Industry seeks museum without walls


Plans for a national museum of building have fallen down because the industry cannot afford to build one.

Instead, a 'building museum without walls' is now being promoted as part of a fresh bid to boost the industry's external image and forge greater internal unity.

The Building Museum Project is fronted by Bryan Montgomery, chairman of Interbuild Exhibitions, and Patrick Harrison, former chief executive of the Royal Institute of British Architects, who head a special limited company with charitable status. The original idea of the company was to create a fixed national museum illustrating the history of building, its technology, design, and participants.
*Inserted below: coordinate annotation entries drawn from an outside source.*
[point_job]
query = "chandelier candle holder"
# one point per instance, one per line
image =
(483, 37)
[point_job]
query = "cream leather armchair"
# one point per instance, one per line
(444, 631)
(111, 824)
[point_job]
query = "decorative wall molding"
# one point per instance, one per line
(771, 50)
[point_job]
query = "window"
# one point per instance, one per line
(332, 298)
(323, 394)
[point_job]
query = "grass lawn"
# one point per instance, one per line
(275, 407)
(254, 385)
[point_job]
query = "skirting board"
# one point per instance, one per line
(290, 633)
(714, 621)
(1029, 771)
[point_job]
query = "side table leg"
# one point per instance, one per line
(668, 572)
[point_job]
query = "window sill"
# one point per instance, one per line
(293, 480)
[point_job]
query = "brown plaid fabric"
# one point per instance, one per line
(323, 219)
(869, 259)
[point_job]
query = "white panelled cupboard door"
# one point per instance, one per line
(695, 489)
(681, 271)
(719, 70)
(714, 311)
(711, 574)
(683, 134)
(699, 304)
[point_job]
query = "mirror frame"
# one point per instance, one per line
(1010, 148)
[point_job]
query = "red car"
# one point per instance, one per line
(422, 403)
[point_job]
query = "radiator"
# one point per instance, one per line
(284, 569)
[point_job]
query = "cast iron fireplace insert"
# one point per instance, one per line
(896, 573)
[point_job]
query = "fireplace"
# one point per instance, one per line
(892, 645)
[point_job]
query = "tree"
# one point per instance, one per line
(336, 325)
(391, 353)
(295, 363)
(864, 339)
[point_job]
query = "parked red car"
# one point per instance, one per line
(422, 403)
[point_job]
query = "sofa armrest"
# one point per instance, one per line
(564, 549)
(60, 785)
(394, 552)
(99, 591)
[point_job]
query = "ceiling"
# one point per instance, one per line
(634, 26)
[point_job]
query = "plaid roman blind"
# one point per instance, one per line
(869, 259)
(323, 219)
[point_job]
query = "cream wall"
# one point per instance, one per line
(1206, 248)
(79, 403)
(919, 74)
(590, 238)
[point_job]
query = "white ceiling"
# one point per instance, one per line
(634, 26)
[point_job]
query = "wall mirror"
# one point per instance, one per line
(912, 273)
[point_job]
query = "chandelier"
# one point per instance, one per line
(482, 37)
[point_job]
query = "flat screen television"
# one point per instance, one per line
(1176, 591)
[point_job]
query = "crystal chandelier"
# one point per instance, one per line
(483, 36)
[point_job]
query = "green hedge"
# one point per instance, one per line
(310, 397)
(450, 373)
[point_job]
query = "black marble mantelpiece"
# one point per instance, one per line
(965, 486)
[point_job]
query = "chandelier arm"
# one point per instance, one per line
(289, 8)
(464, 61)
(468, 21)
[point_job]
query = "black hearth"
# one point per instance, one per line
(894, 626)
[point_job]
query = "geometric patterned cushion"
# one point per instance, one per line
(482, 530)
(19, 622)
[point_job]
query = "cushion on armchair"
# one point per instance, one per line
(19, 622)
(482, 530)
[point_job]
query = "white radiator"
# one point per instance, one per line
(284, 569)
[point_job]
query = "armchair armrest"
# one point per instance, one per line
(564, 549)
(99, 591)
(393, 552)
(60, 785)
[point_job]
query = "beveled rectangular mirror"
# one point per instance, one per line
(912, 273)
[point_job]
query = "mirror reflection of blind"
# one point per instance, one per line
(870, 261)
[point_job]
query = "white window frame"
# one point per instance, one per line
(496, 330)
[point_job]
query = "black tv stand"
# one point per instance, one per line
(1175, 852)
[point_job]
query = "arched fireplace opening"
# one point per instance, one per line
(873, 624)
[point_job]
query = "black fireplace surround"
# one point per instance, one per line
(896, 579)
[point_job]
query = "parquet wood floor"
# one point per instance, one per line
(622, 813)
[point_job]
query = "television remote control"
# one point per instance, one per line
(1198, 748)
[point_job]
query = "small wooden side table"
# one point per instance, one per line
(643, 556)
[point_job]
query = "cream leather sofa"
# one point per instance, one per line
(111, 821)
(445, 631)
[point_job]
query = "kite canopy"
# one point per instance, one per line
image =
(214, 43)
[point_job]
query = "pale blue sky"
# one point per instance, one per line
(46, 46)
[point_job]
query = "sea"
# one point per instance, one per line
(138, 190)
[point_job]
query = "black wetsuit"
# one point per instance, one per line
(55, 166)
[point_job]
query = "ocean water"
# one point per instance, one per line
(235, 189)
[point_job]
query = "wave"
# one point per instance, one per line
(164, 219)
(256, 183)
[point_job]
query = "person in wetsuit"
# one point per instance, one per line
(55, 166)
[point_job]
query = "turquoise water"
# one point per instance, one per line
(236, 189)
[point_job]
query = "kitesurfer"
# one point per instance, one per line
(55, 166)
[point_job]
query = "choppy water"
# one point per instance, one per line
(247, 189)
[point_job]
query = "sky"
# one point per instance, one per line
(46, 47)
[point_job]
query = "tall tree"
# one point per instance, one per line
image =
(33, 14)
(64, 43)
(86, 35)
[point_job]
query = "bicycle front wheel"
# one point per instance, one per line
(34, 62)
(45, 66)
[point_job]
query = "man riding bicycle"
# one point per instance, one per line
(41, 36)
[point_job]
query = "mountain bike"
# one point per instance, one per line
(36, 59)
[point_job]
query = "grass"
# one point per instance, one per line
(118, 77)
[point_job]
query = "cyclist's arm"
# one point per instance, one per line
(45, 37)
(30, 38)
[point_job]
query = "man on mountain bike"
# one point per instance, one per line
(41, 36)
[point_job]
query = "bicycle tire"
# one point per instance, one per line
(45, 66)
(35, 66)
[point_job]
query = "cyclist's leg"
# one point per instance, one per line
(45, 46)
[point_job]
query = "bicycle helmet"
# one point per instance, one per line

Despite some early interest from developers, however, the recession has ironically ruled out any immediate prospects of actually building a new museum.
ADVERTISEMENT
 


But Harrison aims to keep the theme alive by setting up a series of inter-disciplinary one-day courses for degree students on the history of the industry and run at the Building Research Establishment. He has now written to the heads of all schools of building, surveying, engineering, and architecture, canvassing their support.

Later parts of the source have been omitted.